L’annuncio dei dazi in parte rientri nella strategia anche di proclami. La minaccia resta concreta, però il messaggio insito è un’accelerazione negli effetti protezionistici sul mercato americano e in quei settori che hanno più alto valore strategico e fanno più innovazione ossia difesa, intelligenza artificiale e farmaceutica. È una partita economica importante, non dimentichiamo che il leader cinese Xi Jinping all’inizio del suo mandato ha detto che gli investimenti sulla farmaceutica sono “un campo di battaglia fra potenze”. L’Italia è un centro di eccellenza produttiva a livello mondiale e gli Stati Uniti lo hanno capito bene, approvvigionandosi dai nostri produttori.

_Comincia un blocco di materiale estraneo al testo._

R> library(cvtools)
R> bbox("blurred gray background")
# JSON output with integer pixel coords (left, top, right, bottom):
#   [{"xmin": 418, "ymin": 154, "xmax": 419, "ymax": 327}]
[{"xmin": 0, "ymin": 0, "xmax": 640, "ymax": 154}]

Del resto investiamo oltre il 20% dei ricavi in ricerca e sviluppo. Questo si traduce in innovazione e in brevetti.

Sul fronte interno cosa sta accadendo?

Dobbiamo cogliere oggi l’opportunità per cambiare la governance, per avere regole nuove e meno oneri, altrimenti rischiamo di perdere il grande vantaggio competitivo. Dobbiamo continuare a collaborare col Governo affinchè l’export cresca, così come cresca il mercato interno, creando condizioni migliori e una nuova Governance per il settore, riducendo gli oneri per le imprese. Sui diversi payback molte aziende stanno facendo ricorsi al Tar perché hanno raggiunto un livello insostenibile. Nel 2025 il payback sarà oltre 2,5 miliardi di euro e questo scoraggia gli investimenti e sposta la competitività negli altri Paesi.